When studying, researching, and writing about an historical event, it may take careful reading and an open mind to understand the foundations that construct a historical narrative. TELLING THE TRUTH ABOUT HISTORY is a critical examination of the subject of history by three distinguishable historians, Joyce Appleby, Lynn Hunt, and Margaret Jacob, which proves that history and science are essential elements when understanding truth and objectivity as it relates to the past. TELLING THE TRUTH ABOUT HISTORY is by no means a definitive study. However, it introduces the reader to the historical method, and how the discipline as traversed throughout the years with trends and theoretical approaches. The authors of the book are all eminent historians in each of their respective fields, American, European, and Cultural history, but their study is somewhat skewed when they briefly discuss the multicultural aspect to the understanding of history.
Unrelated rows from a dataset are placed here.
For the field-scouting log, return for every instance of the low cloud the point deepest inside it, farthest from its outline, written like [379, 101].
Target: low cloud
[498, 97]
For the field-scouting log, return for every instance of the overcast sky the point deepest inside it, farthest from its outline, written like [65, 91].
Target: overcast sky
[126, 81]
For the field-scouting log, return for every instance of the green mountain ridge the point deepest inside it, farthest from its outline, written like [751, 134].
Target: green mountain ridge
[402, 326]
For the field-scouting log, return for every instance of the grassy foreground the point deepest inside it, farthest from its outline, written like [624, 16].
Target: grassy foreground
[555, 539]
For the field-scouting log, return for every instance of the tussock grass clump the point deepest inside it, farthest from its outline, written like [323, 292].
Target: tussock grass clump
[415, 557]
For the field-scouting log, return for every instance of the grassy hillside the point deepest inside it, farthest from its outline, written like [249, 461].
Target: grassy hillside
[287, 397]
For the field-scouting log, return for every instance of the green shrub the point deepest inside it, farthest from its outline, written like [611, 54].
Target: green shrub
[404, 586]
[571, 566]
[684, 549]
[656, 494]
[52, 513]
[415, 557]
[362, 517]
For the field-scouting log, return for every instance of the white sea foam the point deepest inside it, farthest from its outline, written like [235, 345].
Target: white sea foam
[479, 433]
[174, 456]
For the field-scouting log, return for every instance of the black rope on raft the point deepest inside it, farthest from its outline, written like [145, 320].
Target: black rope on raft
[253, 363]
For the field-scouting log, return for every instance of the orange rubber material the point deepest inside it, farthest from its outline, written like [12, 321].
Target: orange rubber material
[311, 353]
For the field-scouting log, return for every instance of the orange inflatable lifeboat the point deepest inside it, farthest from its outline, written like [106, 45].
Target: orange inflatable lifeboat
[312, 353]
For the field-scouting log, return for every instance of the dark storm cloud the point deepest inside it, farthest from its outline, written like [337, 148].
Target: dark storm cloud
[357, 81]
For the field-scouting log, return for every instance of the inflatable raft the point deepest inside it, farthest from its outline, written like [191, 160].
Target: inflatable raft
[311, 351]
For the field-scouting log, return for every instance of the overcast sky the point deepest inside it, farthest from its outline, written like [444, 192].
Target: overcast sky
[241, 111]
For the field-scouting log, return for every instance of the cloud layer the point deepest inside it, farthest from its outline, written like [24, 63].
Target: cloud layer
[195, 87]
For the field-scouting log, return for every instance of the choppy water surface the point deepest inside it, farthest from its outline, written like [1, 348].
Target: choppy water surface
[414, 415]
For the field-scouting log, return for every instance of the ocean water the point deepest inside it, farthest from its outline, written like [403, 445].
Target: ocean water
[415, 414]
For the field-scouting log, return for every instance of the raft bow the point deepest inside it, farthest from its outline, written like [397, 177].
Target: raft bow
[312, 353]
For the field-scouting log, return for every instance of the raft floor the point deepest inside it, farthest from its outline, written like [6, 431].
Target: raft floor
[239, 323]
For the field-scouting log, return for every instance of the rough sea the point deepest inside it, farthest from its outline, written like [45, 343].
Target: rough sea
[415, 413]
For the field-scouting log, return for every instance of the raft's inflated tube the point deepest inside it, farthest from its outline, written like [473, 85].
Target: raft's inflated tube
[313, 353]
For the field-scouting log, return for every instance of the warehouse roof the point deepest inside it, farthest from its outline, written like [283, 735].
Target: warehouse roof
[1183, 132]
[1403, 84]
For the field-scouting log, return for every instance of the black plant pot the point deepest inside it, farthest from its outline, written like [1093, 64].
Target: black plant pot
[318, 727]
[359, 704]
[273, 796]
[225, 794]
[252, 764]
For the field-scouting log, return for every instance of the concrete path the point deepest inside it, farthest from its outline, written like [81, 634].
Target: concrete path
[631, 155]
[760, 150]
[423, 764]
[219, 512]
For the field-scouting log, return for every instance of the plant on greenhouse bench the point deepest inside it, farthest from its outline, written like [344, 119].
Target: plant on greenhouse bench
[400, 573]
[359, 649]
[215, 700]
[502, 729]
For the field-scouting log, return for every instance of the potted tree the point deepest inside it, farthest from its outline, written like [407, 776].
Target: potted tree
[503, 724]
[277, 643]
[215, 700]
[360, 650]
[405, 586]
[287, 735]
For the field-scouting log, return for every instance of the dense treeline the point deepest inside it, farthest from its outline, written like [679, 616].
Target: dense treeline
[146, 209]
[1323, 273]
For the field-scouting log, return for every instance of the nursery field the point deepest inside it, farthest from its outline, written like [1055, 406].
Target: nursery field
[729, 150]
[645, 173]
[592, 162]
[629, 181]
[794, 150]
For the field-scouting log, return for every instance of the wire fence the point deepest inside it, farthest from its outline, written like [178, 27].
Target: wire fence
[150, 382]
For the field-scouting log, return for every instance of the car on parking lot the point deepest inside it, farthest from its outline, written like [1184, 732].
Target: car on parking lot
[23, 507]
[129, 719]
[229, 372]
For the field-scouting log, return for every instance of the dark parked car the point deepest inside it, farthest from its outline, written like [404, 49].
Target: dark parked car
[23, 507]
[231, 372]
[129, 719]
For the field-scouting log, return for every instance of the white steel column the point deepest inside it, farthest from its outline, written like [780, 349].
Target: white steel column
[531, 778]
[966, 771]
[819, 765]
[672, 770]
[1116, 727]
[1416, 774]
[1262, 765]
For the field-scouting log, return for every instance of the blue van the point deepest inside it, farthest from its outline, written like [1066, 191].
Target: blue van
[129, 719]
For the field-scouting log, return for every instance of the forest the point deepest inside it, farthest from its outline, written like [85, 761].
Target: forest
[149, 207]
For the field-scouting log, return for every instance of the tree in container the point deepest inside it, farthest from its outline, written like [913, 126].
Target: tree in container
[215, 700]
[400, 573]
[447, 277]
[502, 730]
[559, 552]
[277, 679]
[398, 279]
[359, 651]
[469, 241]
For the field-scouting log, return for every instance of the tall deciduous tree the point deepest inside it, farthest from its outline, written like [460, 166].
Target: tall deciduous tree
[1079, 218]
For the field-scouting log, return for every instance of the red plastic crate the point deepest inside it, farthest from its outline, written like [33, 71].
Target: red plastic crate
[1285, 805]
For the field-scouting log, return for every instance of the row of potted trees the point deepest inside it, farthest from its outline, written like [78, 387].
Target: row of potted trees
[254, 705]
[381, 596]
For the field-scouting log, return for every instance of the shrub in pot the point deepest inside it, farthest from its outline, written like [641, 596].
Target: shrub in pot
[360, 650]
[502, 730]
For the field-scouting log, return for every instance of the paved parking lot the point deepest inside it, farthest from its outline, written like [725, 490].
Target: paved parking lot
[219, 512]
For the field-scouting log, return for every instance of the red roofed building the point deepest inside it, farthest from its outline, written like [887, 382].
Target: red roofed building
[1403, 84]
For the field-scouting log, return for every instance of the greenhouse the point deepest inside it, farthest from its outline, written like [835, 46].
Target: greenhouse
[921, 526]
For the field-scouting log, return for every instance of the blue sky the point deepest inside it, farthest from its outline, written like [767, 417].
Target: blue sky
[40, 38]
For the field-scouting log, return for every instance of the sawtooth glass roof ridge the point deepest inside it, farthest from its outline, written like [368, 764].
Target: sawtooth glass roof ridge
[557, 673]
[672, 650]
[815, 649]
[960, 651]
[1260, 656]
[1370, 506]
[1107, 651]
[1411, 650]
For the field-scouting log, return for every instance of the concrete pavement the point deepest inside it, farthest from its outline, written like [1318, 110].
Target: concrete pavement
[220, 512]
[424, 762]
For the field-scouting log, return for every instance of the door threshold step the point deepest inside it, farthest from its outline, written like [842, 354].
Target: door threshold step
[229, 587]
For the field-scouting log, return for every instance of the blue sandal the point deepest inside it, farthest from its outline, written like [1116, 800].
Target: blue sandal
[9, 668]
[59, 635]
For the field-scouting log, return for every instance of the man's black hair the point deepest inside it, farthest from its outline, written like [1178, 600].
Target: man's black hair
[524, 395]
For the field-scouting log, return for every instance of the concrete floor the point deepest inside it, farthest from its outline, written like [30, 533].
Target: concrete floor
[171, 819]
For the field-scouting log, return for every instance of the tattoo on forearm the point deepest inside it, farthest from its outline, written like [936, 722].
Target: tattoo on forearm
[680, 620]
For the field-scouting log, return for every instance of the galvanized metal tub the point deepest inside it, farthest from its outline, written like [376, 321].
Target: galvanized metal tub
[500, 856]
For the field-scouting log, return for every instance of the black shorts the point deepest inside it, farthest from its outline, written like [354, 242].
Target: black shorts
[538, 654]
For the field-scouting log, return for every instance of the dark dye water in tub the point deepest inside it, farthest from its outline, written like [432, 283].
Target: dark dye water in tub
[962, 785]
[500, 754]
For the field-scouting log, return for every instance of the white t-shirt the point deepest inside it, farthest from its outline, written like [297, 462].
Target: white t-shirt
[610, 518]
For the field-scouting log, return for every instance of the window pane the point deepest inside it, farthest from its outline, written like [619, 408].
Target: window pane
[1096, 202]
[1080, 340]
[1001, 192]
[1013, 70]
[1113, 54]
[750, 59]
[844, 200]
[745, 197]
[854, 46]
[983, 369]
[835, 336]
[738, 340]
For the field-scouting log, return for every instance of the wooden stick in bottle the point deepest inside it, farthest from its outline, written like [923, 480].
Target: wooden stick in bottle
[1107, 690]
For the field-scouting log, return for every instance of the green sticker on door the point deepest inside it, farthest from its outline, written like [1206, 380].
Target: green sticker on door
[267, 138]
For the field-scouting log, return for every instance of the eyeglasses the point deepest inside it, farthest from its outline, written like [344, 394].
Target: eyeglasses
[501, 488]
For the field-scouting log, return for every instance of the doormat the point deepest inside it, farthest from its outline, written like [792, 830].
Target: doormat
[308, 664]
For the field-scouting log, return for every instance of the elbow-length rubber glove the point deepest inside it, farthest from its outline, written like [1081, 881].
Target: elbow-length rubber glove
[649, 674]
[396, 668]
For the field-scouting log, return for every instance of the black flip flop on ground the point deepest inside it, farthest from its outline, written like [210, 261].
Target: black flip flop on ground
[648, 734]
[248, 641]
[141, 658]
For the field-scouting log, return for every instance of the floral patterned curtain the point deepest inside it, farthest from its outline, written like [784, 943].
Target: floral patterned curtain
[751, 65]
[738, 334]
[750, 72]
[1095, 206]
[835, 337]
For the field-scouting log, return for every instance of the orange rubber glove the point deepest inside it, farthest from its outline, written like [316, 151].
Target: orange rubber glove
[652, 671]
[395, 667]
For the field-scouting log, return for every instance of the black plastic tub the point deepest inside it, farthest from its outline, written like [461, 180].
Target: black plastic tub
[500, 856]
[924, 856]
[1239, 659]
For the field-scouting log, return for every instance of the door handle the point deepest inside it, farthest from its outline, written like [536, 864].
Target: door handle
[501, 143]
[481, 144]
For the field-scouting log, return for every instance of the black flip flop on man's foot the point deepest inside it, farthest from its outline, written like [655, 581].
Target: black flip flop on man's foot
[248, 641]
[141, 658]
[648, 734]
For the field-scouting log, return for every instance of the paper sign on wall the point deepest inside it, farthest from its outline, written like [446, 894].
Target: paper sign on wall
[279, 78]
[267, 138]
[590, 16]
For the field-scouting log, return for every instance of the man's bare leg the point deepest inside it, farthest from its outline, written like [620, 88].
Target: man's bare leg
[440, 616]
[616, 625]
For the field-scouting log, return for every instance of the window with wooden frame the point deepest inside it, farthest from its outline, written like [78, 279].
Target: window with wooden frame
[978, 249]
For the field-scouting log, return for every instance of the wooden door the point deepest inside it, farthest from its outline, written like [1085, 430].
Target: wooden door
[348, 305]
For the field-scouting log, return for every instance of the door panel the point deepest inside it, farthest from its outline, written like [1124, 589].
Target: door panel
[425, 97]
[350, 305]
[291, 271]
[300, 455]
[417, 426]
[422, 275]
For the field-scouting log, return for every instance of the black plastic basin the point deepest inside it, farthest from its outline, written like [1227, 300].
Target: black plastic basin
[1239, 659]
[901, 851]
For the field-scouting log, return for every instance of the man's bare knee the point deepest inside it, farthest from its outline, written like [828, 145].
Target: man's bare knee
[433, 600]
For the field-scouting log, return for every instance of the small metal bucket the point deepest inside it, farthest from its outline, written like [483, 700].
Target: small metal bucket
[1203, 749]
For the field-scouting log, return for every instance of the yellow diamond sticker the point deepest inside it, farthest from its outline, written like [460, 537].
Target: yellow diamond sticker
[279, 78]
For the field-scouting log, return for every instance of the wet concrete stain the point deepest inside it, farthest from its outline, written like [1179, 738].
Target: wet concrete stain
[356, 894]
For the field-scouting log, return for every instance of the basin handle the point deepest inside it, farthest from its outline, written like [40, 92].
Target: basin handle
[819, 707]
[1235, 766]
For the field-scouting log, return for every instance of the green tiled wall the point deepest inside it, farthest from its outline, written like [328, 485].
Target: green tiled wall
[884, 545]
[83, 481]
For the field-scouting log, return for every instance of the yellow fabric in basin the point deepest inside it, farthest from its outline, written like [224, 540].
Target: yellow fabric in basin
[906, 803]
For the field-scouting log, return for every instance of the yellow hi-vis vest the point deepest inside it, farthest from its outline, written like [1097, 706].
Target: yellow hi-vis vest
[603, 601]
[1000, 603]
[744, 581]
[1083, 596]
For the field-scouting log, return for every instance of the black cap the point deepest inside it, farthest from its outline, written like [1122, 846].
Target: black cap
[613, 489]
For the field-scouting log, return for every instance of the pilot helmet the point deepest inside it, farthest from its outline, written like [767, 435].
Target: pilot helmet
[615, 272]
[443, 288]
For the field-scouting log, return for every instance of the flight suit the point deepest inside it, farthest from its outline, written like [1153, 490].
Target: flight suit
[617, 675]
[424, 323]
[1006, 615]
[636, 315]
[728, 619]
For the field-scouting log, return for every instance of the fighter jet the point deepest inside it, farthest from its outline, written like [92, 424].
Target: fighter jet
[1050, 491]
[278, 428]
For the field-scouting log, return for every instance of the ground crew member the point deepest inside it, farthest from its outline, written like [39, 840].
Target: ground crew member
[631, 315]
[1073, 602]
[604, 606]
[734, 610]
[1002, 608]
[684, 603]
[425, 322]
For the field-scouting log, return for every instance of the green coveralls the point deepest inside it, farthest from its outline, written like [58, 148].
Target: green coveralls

Indeed, they cannot touch upon all the events that have occurred in world history, and a few of the subjects that they mention in their discussion do not fall in their area of expertise. But it was interesting to read the authors' tug of war discussion pertaining to postmodernist or revisionist history; at the time the book was published, 1994, postmodernism appeared to be an issue, which now and then is subtly discussed. Overall, the book is very helpful when understanding why one studies, writes, or teaches about history. It is indeed an intricate subject that cannot be clearly understood without understanding other histories and the people and places that constituted a particular past. After re-reading TELLING THE TRUTH ABOUT HISTORY, it takes intellectual maturity and experience to understand the premise that the authors were attempting to convey. This is an insightful book recommended for discussion.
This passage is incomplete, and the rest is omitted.